Today is a good example of how quickly anxiety can take me over. The morning started off great -- in fact we were on Facebook live around 8:10, laughing and having a great time. But 30 minutes later I stumbled over the Bull Buzz and I knew it didn't come out right. After that, I was almost in tears. My brain was telling me I wasn't good enough for this job, that Gunner was criticizing every word that was coming out of my mouth and I could not find any good in the morning. Listening back to the show, all I could hear were my blunders and missed words. Even as I was sitting there being told that it was a good segment, every fiber in my mind and body told me no: "Cheyenne, you are getting fired, the next corner you come around you are going to hear someone talking about how terrible you are." You're probably thinking, "Wow, that is a little much for anxiety. There has to be more." Well, there is.

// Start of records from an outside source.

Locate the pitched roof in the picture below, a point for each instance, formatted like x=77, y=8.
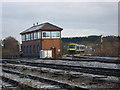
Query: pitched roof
x=44, y=26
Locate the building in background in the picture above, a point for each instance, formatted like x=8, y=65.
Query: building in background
x=42, y=40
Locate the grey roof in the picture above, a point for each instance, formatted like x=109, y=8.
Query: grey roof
x=44, y=26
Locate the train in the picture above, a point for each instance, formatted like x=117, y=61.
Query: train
x=76, y=48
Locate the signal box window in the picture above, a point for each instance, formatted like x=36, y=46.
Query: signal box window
x=23, y=37
x=55, y=34
x=46, y=34
x=35, y=35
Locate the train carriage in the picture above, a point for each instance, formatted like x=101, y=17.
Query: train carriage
x=76, y=48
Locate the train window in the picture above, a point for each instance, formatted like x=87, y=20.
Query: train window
x=55, y=34
x=46, y=34
x=72, y=46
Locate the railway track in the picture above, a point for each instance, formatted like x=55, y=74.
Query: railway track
x=90, y=70
x=62, y=85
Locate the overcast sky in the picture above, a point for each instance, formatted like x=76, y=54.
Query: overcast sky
x=76, y=19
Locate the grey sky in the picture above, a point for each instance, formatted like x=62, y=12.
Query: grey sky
x=76, y=19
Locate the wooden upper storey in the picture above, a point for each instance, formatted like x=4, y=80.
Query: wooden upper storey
x=42, y=31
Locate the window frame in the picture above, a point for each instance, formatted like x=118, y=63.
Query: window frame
x=46, y=35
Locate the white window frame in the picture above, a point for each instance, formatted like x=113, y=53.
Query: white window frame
x=35, y=35
x=23, y=37
x=39, y=35
x=55, y=35
x=32, y=36
x=46, y=32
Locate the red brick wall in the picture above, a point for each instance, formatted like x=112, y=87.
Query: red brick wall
x=31, y=43
x=48, y=43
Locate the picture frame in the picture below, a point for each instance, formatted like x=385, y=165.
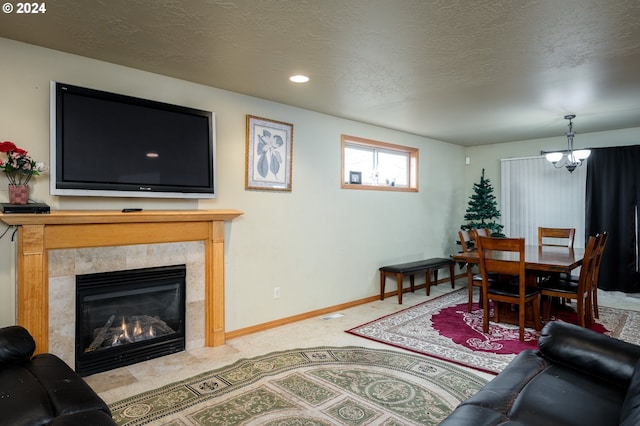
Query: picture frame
x=269, y=154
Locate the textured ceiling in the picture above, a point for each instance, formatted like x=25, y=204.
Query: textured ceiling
x=466, y=72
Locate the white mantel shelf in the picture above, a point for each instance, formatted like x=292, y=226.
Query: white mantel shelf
x=38, y=233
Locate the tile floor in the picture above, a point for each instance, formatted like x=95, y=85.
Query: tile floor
x=117, y=384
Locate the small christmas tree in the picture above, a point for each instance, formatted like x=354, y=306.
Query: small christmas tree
x=482, y=211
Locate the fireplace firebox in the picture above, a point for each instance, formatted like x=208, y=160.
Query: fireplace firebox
x=124, y=317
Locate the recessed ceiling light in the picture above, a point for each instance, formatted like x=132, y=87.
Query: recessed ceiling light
x=299, y=78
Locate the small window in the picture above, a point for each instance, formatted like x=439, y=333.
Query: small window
x=368, y=164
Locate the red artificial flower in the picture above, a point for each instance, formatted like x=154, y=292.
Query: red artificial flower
x=8, y=146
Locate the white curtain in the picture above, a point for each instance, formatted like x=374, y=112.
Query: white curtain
x=534, y=193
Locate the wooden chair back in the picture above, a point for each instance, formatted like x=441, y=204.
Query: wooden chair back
x=599, y=251
x=465, y=237
x=550, y=236
x=506, y=263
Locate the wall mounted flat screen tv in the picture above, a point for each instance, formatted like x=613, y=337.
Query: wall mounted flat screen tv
x=107, y=144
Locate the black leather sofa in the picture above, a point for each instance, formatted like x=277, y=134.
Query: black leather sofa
x=576, y=377
x=43, y=390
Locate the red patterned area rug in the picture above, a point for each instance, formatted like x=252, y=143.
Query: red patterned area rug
x=442, y=328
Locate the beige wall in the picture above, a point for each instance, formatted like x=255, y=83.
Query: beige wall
x=320, y=244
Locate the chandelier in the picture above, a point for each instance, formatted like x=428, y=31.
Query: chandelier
x=569, y=158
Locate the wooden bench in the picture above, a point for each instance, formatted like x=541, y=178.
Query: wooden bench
x=413, y=268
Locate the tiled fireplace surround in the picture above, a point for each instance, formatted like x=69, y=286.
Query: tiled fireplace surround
x=65, y=264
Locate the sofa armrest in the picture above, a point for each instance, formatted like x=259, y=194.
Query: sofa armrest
x=16, y=345
x=590, y=352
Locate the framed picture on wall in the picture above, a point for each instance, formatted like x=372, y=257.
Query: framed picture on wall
x=269, y=157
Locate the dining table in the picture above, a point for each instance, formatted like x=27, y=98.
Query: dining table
x=537, y=259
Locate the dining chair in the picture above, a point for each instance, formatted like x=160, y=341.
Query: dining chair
x=475, y=280
x=569, y=289
x=497, y=256
x=552, y=236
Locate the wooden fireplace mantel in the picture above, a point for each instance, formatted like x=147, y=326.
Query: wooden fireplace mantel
x=38, y=233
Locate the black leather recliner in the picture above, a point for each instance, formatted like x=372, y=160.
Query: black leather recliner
x=43, y=390
x=576, y=377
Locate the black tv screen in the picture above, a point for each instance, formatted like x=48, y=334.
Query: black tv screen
x=107, y=144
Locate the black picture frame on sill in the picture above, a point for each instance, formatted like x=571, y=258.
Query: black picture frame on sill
x=355, y=178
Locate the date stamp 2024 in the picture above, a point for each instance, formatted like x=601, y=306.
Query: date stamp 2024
x=24, y=8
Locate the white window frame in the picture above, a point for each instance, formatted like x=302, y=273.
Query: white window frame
x=377, y=147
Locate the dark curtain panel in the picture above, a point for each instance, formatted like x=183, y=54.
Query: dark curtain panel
x=612, y=199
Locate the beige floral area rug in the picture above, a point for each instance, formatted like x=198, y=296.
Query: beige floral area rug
x=443, y=328
x=316, y=386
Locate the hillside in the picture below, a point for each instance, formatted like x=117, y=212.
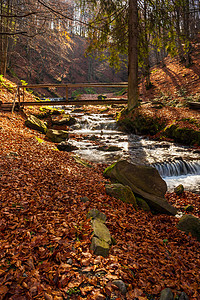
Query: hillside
x=44, y=200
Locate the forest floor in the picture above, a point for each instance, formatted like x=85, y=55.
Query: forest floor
x=45, y=236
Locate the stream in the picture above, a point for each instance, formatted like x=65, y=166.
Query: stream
x=101, y=141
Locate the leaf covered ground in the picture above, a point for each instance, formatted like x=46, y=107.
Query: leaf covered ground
x=45, y=235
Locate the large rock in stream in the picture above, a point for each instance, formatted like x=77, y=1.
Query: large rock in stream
x=144, y=181
x=36, y=124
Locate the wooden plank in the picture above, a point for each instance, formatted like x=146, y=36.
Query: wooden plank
x=74, y=85
x=194, y=105
x=74, y=102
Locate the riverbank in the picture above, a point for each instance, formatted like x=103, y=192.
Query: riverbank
x=45, y=236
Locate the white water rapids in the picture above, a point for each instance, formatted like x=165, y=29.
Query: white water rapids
x=103, y=142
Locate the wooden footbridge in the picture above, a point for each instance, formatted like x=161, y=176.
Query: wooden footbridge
x=19, y=100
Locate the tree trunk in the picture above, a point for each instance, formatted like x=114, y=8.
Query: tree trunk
x=133, y=55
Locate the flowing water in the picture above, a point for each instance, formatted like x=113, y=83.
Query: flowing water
x=103, y=142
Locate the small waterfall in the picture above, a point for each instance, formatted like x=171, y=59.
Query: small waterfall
x=178, y=168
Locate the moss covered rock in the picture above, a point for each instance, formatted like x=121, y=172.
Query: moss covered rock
x=190, y=224
x=65, y=120
x=182, y=135
x=121, y=192
x=139, y=123
x=57, y=136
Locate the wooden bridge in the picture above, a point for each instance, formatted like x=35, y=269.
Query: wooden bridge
x=20, y=95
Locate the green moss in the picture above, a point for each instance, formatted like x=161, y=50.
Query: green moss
x=138, y=123
x=183, y=135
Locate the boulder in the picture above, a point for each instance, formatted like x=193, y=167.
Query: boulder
x=66, y=146
x=189, y=223
x=65, y=120
x=101, y=231
x=57, y=136
x=121, y=286
x=142, y=204
x=121, y=192
x=144, y=181
x=108, y=148
x=183, y=296
x=179, y=189
x=36, y=124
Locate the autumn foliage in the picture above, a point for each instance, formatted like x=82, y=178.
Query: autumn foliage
x=45, y=235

As some of you might know, I had a previous relationship that was abusive. Not physically, but mentally. I was constantly told how I would never be anything. Day in and day out I was told how horrible a mom I was, how I wouldn't have what I had if it weren't for him. His lies and abuse were so entangled in my mind that I truly believed all of these things. And the worst part is that even though I am physically removed from this situation, mentally some days I am still trapped. I hear his voice, his yells and his screams in my head telling I am not good enough. When I am having a great day and something doesn't go right, I spin down the rabbit hole -- much like today -- and I go back to being the girl in the bathroom with the shower on so he wouldn't hear me crying. What is the result? I am exhausted by the end of these days, mentally and emotionally. But you know what? At the end of the day, I still have to get up and be a parent, an employee, a significant other, someone people depend on.
So why am I telling you this? Am I looking for a pity party and for you to tell me it's all OK? No, because first and foremost I know it's going to be OK. I have a support system, unlike no other, and people who love me and outshine the past. What I am doing, is trying to bring awareness, because we don't always realize what people are dealing with -- mental illnesses such as depression, anxiety, and PTSD can come in the form of the girl who smiles back when you smile, says hello and holds the door open.
And it can also come in the form of the girl who tells really bad jokes in the morning and then laughs at herself to the point of snorting.